Сохранились три фотографии того похода. Особенно заметной была одна, где ватага поёт у ночного костра. Даже Сергей Петрович рядом с сыном разевает рот. На лицах поющих тёплый отсвет костра.
Екатерина Ивановна вздохнула, закрыла альбом. Стала готовиться ко сну. Умываясь, с улыбкой вспомнила и своего первого ухажёра. В медучилище уже.
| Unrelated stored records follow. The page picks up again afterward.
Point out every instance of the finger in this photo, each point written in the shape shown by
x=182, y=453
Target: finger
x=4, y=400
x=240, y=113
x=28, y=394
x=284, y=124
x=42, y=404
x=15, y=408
Комсорг группы Коля Трындин на собраниях мог зажечь девчонок в белых халатах. И даже второго парня в группе, Куликова. Который сидел за последним столом и выглядывал оттуда, будто из своей деревни. И всё бы хорошо, но оказалось, что Коля не умел целоваться. Схватив её лицо, он впивался в губы как пиявка. Как будто стремился высосать из них всю кровь. Городскова мотала головой, не соглашалась. Молча шли по темной улице шагов десять – и он снова впивался. К тому же изо рта у него нередко дурно пахло. Кариес, как сказали бы сейчас. Орбит. Тройная защита нужна. Словом – мягко выскользнула из Колиных рук.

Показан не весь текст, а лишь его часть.